Figure 5 shows that although the UK’s total greenhouse gas (GHG) emissions have fallen by 32% from 1990 to 2017, GHG emissions from road transport have increased by 6% over the same period. Around a fifth (21%) of UK greenhouse gas emissions¹ came from road transport in 2017.

While road traffic has increased by 28% between 1990 and 2017, GHG emissions from road transport have increased by only 6%; this is likely to have been due to improvements in the fuel efficiency and emissions from newer vehicles. GHG (mainly CO2) emissions from new passenger cars and light commercial vehicles have been subject to European regulation from 2009 and 2011 respectively. From 2017, increasingly strong emissions testing procedures have also been introduced.

Emissions of other pollutants from road transport have fallen from 1990 to 2017. Emissions of nitrogen oxides (as nitrogen dioxide), the main component of acid rain precursor emissions, have fallen by 77% between 1990 and 2017. Carbon monoxide (CO) emissions fell from 4.8 million tonnes in 1990 to 0.3 million tonnes in 2017. Particulate matter (PM)10 emissions fell from 35,000 tonnes to 19,000 tonnes and PM2.5 emissions fell from 30,000 tonnes to 13,000 tonnes over this same period. CO, PM10 and PM2.5 emissions, even at low levels, are associated with negative health outcomes².

Reductions in emissions of these pollutants are likely to have been influenced by regulations, particularly the Euro exhaust emission limits, which were implemented with the aim of improving air quality³. Non-exhaust related emissions of pollutants, for example, from tyre, brake wear and road abrasion are less controlled by regulation and tend to follow the trend of traffic activity growth.

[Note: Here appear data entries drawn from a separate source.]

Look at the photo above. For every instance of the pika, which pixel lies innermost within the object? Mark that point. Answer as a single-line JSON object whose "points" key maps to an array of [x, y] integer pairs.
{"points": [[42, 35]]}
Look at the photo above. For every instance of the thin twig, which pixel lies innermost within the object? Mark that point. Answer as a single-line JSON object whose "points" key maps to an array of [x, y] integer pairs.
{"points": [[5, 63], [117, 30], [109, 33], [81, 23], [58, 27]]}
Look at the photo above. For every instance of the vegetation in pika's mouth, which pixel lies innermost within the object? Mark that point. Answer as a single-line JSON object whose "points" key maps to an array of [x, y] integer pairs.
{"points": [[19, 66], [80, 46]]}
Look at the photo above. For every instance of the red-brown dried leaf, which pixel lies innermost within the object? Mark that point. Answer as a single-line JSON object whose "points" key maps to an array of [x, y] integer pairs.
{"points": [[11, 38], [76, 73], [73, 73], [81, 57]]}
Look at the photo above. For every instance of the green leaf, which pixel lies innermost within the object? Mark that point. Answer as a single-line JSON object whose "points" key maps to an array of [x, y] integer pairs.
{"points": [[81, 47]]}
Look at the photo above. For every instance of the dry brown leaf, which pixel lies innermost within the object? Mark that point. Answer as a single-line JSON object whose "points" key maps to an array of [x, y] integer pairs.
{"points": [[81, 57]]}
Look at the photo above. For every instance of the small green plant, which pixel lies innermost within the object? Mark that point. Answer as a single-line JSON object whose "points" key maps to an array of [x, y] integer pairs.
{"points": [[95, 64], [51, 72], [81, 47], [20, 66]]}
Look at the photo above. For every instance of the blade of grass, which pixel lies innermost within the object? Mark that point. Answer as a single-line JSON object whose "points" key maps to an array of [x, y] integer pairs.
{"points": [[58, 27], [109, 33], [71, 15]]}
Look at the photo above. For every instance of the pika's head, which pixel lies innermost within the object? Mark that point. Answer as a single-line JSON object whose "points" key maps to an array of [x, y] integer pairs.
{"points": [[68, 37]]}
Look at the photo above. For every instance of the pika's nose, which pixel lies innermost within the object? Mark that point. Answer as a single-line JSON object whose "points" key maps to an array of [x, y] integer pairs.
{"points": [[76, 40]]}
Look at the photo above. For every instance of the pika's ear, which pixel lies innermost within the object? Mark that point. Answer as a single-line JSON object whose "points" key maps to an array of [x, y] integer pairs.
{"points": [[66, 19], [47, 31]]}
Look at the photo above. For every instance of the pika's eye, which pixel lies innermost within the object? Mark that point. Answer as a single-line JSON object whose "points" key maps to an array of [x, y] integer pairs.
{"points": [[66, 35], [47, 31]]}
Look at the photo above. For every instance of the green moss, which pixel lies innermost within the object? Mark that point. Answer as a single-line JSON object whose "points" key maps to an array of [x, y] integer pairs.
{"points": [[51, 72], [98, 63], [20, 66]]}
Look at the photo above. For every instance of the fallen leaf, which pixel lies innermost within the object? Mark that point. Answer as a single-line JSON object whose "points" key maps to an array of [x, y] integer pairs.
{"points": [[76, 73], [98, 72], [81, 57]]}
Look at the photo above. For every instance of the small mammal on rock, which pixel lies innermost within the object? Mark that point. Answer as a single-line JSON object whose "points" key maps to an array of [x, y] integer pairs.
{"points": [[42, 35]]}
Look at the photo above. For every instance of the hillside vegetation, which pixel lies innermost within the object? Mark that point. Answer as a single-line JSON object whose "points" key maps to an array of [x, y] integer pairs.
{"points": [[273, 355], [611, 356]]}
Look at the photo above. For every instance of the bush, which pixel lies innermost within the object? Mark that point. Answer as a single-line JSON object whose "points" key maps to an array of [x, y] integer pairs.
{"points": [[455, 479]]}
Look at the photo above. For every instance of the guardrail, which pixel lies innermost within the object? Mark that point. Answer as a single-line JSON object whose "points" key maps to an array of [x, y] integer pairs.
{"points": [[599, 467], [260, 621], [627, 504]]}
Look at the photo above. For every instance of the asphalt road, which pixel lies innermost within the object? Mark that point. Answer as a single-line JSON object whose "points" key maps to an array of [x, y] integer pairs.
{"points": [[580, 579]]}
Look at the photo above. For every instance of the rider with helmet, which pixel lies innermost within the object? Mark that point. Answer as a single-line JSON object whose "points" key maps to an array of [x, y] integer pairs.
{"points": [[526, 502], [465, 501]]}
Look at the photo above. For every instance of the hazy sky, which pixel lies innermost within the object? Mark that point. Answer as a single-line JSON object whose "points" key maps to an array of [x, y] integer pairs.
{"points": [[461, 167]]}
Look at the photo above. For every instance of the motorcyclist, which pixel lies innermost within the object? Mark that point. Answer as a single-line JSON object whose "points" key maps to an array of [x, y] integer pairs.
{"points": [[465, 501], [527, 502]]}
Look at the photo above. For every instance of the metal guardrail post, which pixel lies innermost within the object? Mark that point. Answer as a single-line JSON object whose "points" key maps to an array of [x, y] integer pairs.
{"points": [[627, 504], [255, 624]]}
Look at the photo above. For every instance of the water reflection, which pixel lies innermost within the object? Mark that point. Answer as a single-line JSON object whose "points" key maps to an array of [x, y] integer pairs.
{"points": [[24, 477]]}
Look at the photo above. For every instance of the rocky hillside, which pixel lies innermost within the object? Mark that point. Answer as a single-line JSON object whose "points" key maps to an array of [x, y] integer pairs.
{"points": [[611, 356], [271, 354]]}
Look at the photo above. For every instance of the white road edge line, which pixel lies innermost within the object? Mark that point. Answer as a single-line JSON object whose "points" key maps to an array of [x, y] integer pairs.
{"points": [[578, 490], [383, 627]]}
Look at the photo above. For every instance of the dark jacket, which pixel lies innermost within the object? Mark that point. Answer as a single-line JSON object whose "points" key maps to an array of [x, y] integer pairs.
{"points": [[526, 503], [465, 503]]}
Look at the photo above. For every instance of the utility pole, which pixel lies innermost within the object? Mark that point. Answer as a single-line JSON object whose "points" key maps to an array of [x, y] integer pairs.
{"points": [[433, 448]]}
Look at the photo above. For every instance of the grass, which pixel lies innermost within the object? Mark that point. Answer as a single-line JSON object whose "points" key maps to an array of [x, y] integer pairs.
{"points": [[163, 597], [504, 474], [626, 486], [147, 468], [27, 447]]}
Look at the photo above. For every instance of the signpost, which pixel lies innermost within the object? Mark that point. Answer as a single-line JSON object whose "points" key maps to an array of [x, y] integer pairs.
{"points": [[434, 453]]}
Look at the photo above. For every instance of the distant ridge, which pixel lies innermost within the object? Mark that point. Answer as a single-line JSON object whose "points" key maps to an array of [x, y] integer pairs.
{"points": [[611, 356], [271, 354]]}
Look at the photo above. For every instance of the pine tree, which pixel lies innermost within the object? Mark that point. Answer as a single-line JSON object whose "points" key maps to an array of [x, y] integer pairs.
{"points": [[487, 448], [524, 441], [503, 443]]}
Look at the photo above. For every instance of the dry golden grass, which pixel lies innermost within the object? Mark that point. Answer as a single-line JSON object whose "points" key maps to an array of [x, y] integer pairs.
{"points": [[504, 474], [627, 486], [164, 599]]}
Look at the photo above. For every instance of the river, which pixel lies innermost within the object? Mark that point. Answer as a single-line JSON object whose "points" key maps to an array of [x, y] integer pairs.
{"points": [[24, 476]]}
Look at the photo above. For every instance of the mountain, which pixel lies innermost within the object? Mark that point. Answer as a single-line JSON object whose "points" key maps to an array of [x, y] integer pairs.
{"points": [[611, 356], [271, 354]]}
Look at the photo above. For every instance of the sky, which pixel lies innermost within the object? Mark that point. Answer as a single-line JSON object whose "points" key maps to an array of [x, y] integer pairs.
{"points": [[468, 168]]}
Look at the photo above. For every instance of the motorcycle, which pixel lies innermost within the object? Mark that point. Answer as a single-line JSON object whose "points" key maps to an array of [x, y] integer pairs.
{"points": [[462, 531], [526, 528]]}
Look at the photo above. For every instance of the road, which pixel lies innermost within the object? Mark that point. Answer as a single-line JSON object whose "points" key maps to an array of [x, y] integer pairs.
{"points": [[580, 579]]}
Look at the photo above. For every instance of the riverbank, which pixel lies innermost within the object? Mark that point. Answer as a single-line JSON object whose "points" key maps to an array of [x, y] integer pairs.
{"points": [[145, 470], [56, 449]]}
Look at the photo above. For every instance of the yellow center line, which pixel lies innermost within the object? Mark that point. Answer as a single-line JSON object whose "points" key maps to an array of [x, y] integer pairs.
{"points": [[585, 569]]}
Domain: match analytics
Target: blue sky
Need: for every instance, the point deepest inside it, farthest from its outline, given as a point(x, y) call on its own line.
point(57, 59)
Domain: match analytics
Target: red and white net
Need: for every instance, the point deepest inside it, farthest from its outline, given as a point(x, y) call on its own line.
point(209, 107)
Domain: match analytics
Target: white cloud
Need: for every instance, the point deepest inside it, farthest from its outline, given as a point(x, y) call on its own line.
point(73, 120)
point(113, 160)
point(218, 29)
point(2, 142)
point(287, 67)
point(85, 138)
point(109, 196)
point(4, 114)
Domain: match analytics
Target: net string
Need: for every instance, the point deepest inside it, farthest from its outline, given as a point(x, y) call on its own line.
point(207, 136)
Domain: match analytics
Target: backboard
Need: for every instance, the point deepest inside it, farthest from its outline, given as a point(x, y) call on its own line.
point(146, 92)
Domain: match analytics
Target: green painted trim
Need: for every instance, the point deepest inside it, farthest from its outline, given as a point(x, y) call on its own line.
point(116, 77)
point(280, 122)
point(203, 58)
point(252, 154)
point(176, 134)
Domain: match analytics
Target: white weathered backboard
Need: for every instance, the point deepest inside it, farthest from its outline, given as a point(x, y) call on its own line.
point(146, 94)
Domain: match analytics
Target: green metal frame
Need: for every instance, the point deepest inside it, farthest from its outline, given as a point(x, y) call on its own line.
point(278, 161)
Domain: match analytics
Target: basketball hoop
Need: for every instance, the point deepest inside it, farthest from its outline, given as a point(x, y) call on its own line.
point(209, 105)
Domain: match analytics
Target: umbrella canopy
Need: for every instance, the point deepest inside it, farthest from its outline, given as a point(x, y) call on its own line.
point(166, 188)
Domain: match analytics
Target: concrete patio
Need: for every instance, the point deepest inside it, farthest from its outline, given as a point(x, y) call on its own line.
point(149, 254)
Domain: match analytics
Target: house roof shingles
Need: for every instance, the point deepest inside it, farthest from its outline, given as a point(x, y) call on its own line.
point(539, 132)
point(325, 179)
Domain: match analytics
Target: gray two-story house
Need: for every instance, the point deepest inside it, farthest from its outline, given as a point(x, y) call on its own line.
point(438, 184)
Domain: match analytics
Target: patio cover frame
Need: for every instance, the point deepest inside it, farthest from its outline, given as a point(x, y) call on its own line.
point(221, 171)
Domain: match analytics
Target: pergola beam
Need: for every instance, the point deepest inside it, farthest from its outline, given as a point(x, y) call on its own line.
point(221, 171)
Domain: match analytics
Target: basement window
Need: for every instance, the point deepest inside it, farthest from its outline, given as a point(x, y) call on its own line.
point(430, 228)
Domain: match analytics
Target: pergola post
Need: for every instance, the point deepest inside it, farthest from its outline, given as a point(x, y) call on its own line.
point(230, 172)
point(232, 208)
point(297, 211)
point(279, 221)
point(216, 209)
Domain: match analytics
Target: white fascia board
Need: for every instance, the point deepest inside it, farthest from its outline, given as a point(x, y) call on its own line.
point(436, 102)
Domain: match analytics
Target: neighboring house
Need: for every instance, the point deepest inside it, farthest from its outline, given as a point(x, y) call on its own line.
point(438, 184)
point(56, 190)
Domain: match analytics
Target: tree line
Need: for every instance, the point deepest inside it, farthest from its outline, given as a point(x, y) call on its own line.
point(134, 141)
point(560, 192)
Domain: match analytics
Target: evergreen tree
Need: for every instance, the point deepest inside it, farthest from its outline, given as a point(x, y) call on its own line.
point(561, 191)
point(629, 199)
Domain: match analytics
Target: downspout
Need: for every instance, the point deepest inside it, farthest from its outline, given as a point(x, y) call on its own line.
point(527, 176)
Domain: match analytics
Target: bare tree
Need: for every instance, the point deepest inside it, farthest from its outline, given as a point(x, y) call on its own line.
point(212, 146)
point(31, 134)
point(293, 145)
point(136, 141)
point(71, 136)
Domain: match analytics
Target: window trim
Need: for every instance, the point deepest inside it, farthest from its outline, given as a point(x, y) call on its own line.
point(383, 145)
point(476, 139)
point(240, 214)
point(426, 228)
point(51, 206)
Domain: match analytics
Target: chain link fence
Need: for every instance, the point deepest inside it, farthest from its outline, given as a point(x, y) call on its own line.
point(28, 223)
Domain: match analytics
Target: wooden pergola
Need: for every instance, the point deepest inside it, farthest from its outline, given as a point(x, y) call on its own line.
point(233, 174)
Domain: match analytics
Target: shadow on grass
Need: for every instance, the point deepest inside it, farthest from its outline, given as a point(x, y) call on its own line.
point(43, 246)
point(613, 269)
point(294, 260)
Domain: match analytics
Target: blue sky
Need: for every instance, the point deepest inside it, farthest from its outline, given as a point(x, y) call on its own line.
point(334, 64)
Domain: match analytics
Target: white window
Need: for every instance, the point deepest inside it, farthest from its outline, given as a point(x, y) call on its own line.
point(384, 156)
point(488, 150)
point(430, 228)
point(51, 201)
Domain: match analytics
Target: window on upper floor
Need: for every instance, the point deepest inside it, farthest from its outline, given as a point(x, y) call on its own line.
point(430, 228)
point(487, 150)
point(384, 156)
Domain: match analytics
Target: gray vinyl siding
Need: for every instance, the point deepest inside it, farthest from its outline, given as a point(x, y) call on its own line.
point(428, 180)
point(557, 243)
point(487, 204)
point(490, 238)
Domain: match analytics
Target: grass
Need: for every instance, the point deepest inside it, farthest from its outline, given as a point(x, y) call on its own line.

All data for the figures shown in this section are presented in this dataset.

Notes for: Greenhouse gas emissions from road transport make up around a fifth of UK greenhouse gas emissions

  1. The greenhouse gases included in the atmospheric emissions accounts are those covered by the Kyoto Protocol: carbon dioxide, methane, nitrous oxide, hydrofluorocarbons, perfluorocarbons, sulphur hexafluoride and nitrogen trifluoride.
  2. The damage costs associated with these pollutants are discussed in the Ricardo Energy & Environment: Air Quality damage cost update 2019 commissioned by the Department for Environment, Food and Rural Affairs (PDF, 0.98MB) and the European Environment Agency: Costs of air pollution report.
  3. Euro exhaust emission limits have been successively introduced over several years, see pages 15 to 17 of European Environment Agency: Explaining road transport emissions.